THE M&S sausages were probably a temptation too far. No matter that they were the dinky honey and mustard kind, safely secured in their tightly taped cardboard box and shoved deep in the recesses of a shopping bag in the car.

To a meat-starved Labradoodl­e halfway through Veganuary, this was easy pickings. In the two minutes it took me to walk to the parking ticket machine, Otto had wolfed down the lot. He didn’t even look remotely guilty.

And, quite honestly, who can blame him? I’ve never given up meat for January and I never would. So, why force my poor dog to make sacrifices I’m not prepared to make myself?

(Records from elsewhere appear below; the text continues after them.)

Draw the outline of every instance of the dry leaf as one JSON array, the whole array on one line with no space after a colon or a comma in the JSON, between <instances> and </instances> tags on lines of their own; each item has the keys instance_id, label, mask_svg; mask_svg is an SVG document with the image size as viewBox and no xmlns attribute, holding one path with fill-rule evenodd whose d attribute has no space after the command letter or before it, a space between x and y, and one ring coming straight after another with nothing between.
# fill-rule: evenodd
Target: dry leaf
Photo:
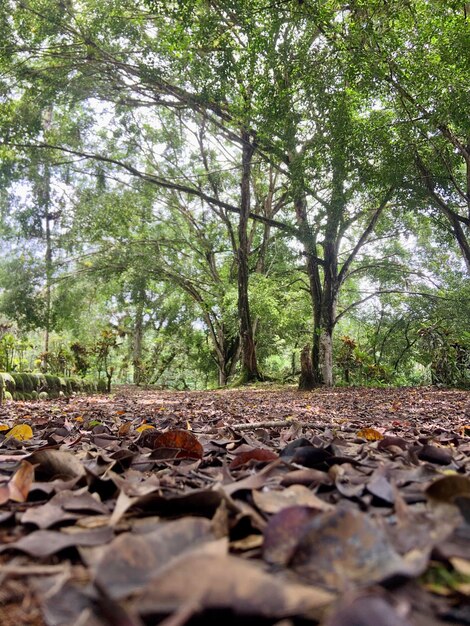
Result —
<instances>
[{"instance_id":1,"label":"dry leaf","mask_svg":"<svg viewBox=\"0 0 470 626\"><path fill-rule=\"evenodd\" d=\"M230 469L236 469L241 467L250 461L257 461L259 463L269 463L275 461L278 455L271 450L264 450L263 448L256 448L254 450L246 450L237 454L233 461L230 463Z\"/></svg>"},{"instance_id":2,"label":"dry leaf","mask_svg":"<svg viewBox=\"0 0 470 626\"><path fill-rule=\"evenodd\" d=\"M197 437L187 430L169 430L159 435L153 442L153 448L158 450L152 458L173 458L173 459L202 459L204 448L199 443Z\"/></svg>"},{"instance_id":3,"label":"dry leaf","mask_svg":"<svg viewBox=\"0 0 470 626\"><path fill-rule=\"evenodd\" d=\"M7 434L7 439L13 437L17 441L27 441L33 437L33 429L28 424L17 424L13 426L10 432Z\"/></svg>"},{"instance_id":4,"label":"dry leaf","mask_svg":"<svg viewBox=\"0 0 470 626\"><path fill-rule=\"evenodd\" d=\"M138 426L135 430L138 433L142 433L144 432L144 430L152 430L152 429L155 430L155 426L152 426L151 424L142 424L141 426ZM126 434L128 430L129 429L127 429L124 434ZM119 434L121 435L121 432Z\"/></svg>"},{"instance_id":5,"label":"dry leaf","mask_svg":"<svg viewBox=\"0 0 470 626\"><path fill-rule=\"evenodd\" d=\"M380 439L384 438L382 433L379 433L375 428L362 428L358 431L357 436L366 441L380 441Z\"/></svg>"},{"instance_id":6,"label":"dry leaf","mask_svg":"<svg viewBox=\"0 0 470 626\"><path fill-rule=\"evenodd\" d=\"M13 474L8 483L10 500L13 500L13 502L26 502L33 481L34 465L28 461L21 461L19 469Z\"/></svg>"}]
</instances>

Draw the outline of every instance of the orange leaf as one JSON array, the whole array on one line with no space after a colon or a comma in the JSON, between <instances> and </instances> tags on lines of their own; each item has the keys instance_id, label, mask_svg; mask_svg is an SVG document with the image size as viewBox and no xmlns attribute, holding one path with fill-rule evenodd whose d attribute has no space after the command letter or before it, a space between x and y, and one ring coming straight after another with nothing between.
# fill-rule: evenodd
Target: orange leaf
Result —
<instances>
[{"instance_id":1,"label":"orange leaf","mask_svg":"<svg viewBox=\"0 0 470 626\"><path fill-rule=\"evenodd\" d=\"M366 441L379 441L384 438L382 433L379 433L375 428L363 428L357 433L357 436Z\"/></svg>"},{"instance_id":2,"label":"orange leaf","mask_svg":"<svg viewBox=\"0 0 470 626\"><path fill-rule=\"evenodd\" d=\"M269 463L270 461L275 461L277 458L277 454L271 450L264 450L262 448L247 450L237 454L237 456L230 463L230 469L236 469L237 467L245 465L245 463L249 463L250 461Z\"/></svg>"},{"instance_id":3,"label":"orange leaf","mask_svg":"<svg viewBox=\"0 0 470 626\"><path fill-rule=\"evenodd\" d=\"M13 437L17 441L26 441L33 436L33 429L28 424L17 424L8 433L7 437Z\"/></svg>"},{"instance_id":4,"label":"orange leaf","mask_svg":"<svg viewBox=\"0 0 470 626\"><path fill-rule=\"evenodd\" d=\"M187 430L180 429L169 430L159 435L154 441L153 448L162 452L172 452L169 456L174 459L202 459L204 454L204 448L197 437Z\"/></svg>"},{"instance_id":5,"label":"orange leaf","mask_svg":"<svg viewBox=\"0 0 470 626\"><path fill-rule=\"evenodd\" d=\"M118 431L118 435L120 437L124 437L124 435L127 435L131 429L131 422L124 422L124 424L122 424L119 427L119 431ZM145 426L145 424L144 424ZM142 426L140 426L140 428L142 428ZM146 430L145 428L142 428L142 430ZM142 430L140 430L139 432L142 432Z\"/></svg>"},{"instance_id":6,"label":"orange leaf","mask_svg":"<svg viewBox=\"0 0 470 626\"><path fill-rule=\"evenodd\" d=\"M31 465L28 461L21 461L19 469L13 474L8 483L10 500L13 500L13 502L26 502L33 481L34 465Z\"/></svg>"}]
</instances>

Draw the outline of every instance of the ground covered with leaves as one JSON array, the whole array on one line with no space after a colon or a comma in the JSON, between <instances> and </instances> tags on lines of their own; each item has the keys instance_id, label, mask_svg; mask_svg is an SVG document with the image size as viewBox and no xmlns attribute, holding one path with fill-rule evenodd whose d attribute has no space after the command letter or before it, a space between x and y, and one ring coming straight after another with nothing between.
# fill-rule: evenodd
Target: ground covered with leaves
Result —
<instances>
[{"instance_id":1,"label":"ground covered with leaves","mask_svg":"<svg viewBox=\"0 0 470 626\"><path fill-rule=\"evenodd\" d=\"M4 626L470 624L470 394L0 407Z\"/></svg>"}]
</instances>

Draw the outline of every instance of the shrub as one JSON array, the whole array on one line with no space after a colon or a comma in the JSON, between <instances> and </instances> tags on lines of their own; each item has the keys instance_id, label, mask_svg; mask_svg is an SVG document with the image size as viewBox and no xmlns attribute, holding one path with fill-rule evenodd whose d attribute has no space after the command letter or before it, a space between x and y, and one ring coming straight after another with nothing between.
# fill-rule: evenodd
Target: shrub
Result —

It’s a question that has incited rage over the past few weeks. A woman I confessed to in the park muttered that depriving dogs of meat was tantamount to abuse. One horrified friend told me I was ‘incredibly stupid because dogs need meat to live’. I honestly think if I’d announced my children were chained and starving in the basement I’d have been judged less.

It’s not even as if we’re a tree-huggy, veggie kind of family. On holiday in France last summer, my youngest, 14-year- old Dolly, had a large portion of steak tartare for lunch and dinner one day.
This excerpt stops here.